Catalina se sienta en su mesa redonda, de plástico resistente a niños, abre un cuaderno con dibujos para pintar y agarra con sus deditos un pincel pequeñito que sumerge en un cubo redondo, diminuto, con pintura de acuarela de intenso color azul.

Poco a poco va pintando con la destreza que le permiten sus dos años y medio. El embarre es inminente e inevitable, viene por ahí, en unos minutos. Será la mesa, el libro, la pared, las manos, la cara y todo lo que irremediablemente irá tocando. Pero mamá ha tomado las precauciones necesarias y está lista para remediarlo y continuar con su trabajo.

Es duro trabajar con ellos en casa. Por experiencia propia les digo que hay que hacer un esfuerzo mental monumental para concentrarse en hacer bien el trabajo mientras se les atiende con amor y se les entretiene como merecen. Se pasa las de Caín y se sufre por dentro, porque el miedo a fallar en la tarea profesional nos asusta constantemente.

Por fortuna, mi hija puede trabajar un par de días de la semana en remoto, la modalidad que de alguna manera les salva el pellejo a las miles de madres que no cuentan con recursos para el cuido de sus hijas e hijos durante esta última semana de julio y hasta el comienzo de clases. Papá trabaja fuera y los abuelos ayudan, pero también trabajamos, porque el retiro se ve muy lejos.

Los campamentos de verano llegan a su fin en los centros educativos -cuidos y escuelitas- que los ofrecen. Los maestros y el personal necesitan estos días de descanso y de preparación para el cercano inicio escolar. Es justo y necesario. Entonces, para quienes no pueden trabajar desde la casa la semana es un suplicio, porque tienen que buscar una ayuda que no se sabe si aparecerá.

Lo recuerdo perfectamente. Hacía marometas para trabajar -dada la supuesta libertad del estilo por cuenta propia- mientras mis hijas corrían, gritaban, reían y brincaban por todos los rincones de la casa.

Para atender llamadas, halaba el cordón del teléfono -los celulares no existían en aquellos tiempos- y me metía en el baño para que no se escuchara el ruido. Las velaba por una rendija mientras atendía la llamada y las veía tirar hacia arriba el cereal como si fuera confeti, descuartizar la caja y atacarse de la risa.

Años más tarde, mis hijos varones amenazaban con comerse hasta las puertas de la nevera, que menos mal era de stainless steel. La comedera era impresionante y comenzaba desde que abrían los ojos en la mañana. Así que atendí reuniones vía telefónica mientras estaba instalada frente a la estufa preparándoles pailas de comida, todo con tal de que no se llenaran la panza de porquerías.

Así las cosas, el primer día de clases me producía un placer extraño y descontrolado.

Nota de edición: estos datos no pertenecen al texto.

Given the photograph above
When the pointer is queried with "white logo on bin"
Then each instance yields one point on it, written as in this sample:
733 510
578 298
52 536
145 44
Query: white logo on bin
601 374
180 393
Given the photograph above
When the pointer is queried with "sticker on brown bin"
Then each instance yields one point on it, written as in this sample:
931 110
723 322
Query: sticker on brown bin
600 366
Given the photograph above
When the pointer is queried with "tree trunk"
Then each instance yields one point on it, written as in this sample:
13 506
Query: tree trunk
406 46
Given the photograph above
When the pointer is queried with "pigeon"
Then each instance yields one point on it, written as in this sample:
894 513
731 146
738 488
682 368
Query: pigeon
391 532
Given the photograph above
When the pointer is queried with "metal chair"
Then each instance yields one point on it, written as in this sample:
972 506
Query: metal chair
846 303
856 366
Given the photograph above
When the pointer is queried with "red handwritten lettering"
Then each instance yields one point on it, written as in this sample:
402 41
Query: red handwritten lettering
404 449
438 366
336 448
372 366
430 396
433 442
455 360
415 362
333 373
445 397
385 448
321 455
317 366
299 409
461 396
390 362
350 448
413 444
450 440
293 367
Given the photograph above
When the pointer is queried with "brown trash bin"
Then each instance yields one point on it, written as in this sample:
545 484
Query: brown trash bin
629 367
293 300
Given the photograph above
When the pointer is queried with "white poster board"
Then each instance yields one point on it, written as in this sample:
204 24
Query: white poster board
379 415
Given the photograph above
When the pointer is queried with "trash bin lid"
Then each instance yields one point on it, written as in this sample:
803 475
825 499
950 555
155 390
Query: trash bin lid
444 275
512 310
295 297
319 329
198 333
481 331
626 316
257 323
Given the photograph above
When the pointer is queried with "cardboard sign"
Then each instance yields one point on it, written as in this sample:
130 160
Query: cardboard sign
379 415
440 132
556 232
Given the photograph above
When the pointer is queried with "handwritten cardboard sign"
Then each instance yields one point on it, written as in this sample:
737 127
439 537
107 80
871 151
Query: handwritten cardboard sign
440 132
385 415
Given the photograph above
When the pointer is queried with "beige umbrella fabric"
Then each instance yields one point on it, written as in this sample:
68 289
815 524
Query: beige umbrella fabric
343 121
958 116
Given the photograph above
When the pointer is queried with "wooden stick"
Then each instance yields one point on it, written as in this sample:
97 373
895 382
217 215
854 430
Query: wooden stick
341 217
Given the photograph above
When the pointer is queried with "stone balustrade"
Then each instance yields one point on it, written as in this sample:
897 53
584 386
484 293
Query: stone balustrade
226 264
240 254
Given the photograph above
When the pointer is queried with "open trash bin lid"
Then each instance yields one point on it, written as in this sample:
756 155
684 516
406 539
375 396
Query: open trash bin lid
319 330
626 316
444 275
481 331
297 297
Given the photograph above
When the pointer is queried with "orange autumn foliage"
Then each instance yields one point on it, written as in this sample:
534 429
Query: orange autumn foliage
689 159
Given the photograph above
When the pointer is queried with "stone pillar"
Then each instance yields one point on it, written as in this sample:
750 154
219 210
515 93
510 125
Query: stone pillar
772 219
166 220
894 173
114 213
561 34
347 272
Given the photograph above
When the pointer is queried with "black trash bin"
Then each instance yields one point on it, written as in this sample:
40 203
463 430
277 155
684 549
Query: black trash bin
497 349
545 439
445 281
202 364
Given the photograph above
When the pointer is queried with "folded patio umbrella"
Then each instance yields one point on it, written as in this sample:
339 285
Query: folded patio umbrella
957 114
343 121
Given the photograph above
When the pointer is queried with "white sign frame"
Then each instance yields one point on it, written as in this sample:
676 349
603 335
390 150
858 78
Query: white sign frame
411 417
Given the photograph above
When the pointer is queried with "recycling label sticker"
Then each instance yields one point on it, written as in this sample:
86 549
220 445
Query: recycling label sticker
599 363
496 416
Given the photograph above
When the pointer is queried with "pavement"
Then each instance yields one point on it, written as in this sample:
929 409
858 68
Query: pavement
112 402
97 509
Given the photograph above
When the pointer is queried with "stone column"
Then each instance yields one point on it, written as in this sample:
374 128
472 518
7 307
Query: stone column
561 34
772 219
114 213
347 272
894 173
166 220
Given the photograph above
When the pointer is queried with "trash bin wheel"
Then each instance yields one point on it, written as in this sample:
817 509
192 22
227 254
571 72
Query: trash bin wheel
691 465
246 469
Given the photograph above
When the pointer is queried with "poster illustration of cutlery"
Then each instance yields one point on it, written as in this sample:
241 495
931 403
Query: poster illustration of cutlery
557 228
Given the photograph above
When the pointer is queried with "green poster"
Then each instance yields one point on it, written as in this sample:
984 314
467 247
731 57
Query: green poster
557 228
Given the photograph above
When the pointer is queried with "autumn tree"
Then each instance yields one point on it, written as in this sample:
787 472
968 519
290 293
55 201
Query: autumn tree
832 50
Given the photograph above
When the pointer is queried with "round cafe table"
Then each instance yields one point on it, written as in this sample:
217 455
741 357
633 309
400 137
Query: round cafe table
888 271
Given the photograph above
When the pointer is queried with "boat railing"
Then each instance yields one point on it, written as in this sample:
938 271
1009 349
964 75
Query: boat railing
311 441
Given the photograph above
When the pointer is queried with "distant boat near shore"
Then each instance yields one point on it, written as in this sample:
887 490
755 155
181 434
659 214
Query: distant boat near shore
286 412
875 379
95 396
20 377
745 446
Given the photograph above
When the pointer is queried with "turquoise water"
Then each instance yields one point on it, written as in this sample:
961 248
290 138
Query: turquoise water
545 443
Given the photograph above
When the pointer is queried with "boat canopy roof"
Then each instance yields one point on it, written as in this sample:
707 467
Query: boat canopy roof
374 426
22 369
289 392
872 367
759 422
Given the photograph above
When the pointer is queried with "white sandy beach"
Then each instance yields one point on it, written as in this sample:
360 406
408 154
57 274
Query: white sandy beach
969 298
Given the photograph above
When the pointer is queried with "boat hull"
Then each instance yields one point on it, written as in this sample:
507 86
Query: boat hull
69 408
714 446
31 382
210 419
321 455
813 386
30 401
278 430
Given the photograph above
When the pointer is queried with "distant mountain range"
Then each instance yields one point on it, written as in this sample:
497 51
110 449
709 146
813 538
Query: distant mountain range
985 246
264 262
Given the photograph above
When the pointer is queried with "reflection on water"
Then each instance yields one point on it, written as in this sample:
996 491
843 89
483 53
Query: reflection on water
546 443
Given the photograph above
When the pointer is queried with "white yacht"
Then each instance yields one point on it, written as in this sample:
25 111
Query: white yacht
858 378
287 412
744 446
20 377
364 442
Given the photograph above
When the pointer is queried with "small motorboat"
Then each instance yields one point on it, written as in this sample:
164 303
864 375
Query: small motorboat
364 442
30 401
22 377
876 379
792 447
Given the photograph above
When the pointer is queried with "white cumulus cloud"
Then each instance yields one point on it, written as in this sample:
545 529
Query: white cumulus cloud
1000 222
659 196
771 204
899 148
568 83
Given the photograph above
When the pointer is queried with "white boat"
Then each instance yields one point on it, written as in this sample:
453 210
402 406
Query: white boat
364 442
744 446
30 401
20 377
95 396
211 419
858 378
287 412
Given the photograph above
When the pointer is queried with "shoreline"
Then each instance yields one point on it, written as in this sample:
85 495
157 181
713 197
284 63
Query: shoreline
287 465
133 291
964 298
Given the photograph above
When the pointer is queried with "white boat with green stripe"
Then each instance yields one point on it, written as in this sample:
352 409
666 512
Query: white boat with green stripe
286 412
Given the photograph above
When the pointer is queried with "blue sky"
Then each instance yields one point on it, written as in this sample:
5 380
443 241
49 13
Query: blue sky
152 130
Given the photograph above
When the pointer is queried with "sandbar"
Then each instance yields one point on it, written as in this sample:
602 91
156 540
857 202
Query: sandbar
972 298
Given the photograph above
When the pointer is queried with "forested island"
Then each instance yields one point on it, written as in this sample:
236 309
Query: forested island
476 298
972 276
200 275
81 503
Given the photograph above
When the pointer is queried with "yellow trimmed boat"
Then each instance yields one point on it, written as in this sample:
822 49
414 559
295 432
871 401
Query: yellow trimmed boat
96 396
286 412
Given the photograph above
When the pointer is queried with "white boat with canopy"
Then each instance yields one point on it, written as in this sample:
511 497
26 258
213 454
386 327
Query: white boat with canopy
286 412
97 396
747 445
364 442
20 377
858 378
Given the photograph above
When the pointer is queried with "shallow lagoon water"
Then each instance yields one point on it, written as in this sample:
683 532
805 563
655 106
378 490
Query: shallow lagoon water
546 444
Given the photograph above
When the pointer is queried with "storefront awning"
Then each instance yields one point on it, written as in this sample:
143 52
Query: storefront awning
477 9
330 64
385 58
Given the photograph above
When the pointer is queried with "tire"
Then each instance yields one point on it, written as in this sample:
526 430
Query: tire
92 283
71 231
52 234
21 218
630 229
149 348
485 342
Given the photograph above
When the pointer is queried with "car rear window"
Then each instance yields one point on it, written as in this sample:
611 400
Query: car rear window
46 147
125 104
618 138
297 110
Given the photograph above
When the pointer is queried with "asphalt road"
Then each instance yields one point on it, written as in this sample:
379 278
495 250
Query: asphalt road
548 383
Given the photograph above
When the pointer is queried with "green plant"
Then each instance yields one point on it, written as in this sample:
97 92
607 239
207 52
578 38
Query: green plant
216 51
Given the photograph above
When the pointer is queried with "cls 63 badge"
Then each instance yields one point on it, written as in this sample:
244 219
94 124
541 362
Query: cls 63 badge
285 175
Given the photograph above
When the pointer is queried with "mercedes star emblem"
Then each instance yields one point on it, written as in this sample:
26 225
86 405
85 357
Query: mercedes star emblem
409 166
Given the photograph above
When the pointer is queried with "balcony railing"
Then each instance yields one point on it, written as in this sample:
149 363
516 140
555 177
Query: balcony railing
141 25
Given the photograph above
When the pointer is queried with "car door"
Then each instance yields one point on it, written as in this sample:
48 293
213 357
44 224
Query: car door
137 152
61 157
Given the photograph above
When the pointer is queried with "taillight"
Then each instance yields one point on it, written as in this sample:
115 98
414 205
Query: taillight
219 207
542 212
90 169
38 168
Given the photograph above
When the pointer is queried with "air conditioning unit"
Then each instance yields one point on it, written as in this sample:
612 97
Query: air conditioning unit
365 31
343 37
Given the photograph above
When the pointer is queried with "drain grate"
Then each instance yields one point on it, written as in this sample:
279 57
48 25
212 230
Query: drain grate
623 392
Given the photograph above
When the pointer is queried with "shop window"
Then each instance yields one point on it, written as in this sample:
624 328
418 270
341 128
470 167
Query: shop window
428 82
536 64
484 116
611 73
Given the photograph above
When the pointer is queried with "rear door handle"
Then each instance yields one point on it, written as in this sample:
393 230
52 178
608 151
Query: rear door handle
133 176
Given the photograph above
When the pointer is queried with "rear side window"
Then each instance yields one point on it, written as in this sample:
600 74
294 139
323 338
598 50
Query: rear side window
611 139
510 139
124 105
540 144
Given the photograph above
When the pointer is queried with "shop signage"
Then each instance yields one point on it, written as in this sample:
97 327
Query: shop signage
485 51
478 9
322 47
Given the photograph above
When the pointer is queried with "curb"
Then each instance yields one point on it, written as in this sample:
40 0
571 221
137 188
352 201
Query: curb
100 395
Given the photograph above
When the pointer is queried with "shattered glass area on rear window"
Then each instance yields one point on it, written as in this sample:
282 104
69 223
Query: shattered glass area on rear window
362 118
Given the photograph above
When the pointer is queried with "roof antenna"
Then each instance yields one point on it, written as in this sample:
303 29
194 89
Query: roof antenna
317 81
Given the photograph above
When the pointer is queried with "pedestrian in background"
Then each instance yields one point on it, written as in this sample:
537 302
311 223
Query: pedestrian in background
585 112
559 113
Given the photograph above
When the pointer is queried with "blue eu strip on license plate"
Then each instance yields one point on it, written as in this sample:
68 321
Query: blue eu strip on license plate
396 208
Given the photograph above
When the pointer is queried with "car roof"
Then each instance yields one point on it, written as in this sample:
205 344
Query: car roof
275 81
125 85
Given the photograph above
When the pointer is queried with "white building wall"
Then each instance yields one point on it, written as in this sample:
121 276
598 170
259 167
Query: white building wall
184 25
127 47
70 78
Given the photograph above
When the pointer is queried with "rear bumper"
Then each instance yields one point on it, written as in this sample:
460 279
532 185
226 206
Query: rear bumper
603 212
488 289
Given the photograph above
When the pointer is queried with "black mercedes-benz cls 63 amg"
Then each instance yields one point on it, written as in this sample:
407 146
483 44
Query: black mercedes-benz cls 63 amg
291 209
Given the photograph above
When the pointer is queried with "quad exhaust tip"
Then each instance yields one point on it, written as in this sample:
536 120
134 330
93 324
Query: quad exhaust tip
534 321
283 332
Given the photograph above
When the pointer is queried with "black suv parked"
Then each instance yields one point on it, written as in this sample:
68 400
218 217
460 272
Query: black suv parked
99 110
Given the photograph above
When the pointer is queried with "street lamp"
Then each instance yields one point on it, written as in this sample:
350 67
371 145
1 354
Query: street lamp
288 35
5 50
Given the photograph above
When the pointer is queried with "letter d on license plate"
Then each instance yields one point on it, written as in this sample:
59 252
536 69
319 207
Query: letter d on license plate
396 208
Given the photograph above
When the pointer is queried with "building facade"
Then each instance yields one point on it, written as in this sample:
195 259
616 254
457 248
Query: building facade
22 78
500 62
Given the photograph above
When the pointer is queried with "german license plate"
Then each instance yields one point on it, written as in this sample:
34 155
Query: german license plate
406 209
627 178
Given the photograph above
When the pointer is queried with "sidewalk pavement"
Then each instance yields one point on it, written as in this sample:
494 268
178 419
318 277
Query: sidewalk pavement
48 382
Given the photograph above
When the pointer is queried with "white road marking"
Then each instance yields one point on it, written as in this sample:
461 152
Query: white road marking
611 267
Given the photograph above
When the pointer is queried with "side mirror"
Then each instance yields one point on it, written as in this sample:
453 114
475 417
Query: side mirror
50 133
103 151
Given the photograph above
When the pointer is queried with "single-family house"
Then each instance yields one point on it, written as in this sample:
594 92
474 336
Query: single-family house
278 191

Tendría un descanso del “má, má, má” y podría regresar a la normalidad trabajadurística. Queríamos ir a la escuela con las batuteras, tiruriru riruriru riru uap ah, con vejigantes y hasta comefuegos. Nos deleitábamos con la textura crujiente del uniforme nuevo planchado, el brillo de los zapatos y hasta con los lápices afilados.

Es la realidad que hemos vivido miles de mujeres profesionales y la de miles más que la viven hoy. Son pocas las empresas que atienden esta situación que se repite anualmente y que causa un estrés, precisamente, de madre. Algunas proveen cuido en un área del edificio, pero las más, ni caso le hacen a esta realidad.